É neste encarar do desenvolvimento curricular como um projecto, por isso imperfeito e inacabado, que se recorda o conceito da «hermenêutica diatópica» descrito por Santos (1997) enquanto procedimento dialógico e dinâmico entre diferentes saberes (escola/comunidade) e por isso diferentes culturas, na medida em que se supõe a coexistência entre eles sem esperar uma completude, até porque essa é inatingível, mas sim «ampliar ao máximo a consciência de incompletude mútua através de um diálogo que se desenvolve, por assim dizer, com um pé numa cultura e outro noutra» (Santos, 1997: 18). É nesta postura, de um pé na teoria e outro na prática, que o currículo oculto se operacionaliza, por ter uma visão integrada de valores culturais e sociais, que produz riqueza multidimensional e capaz de apropriar as crianças de um «bilinguismo cultural» (Stoer e Cortesão, 1999). Será a partir desta posição que cada criança aprende a ser, a saber-fazer e a saber-estar, tornando-se competente como cidadão activo e participativo na sociedade onde se insere, capaz de «se compreender a si mesmo e ao outro, através de um melhor conhecimento do mundo» (Delors, 1996: 41) e capaz de atitudes emancipatórias e de intervenção social.

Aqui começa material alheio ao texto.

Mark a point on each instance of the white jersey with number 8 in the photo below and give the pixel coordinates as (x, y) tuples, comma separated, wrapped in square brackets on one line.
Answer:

Em síntese, o currículo crítico define-se como um «conjunto de processos de selecção, organização, construção e reconstrução culturais (no seu sentido amplo), ou seja, como tudo o que existe enquanto plano de prescrição e tudo o que ocorre num dado contexto e numa situação real de educação escolar ... nas relações que se estabelecem entre diferentes actores, experiências e saberes, nos valores e nas crenças dos protagonistas da acção, nos papéis atribuídos aos diferentes sujeitos e nos que por eles são assumidos nas diversas dinâmicas, bem como na sua dimensão de intervenção e reconstrução social» (Leite, 2002b: 89-90).

Neste contexto, a «morte do professor» (Lyotard, 1989) carece de sentido, pois sem a intervenção do professor multicultural, o currículo nunca deixaria de ser uniforme para se posicionar criticamente face à diversidade da população escolar, pois o currículo multicultural «caracteriza-se mais pelas atitudes do professor face ao currículo oficial e ao ambiente escolar do que pelos conteúdos. A educação multicultural visa, fundamentalmente, valores e atitudes essenciais para a realização da igualdade de oportunidades, do pluralismo cultural e do anti- racismo. Não decorre, simplesmente, da adição de conteúdos, implica a convicção e o amadurecimento de atitudes por parte do professor» (Cardoso, 1996: 44).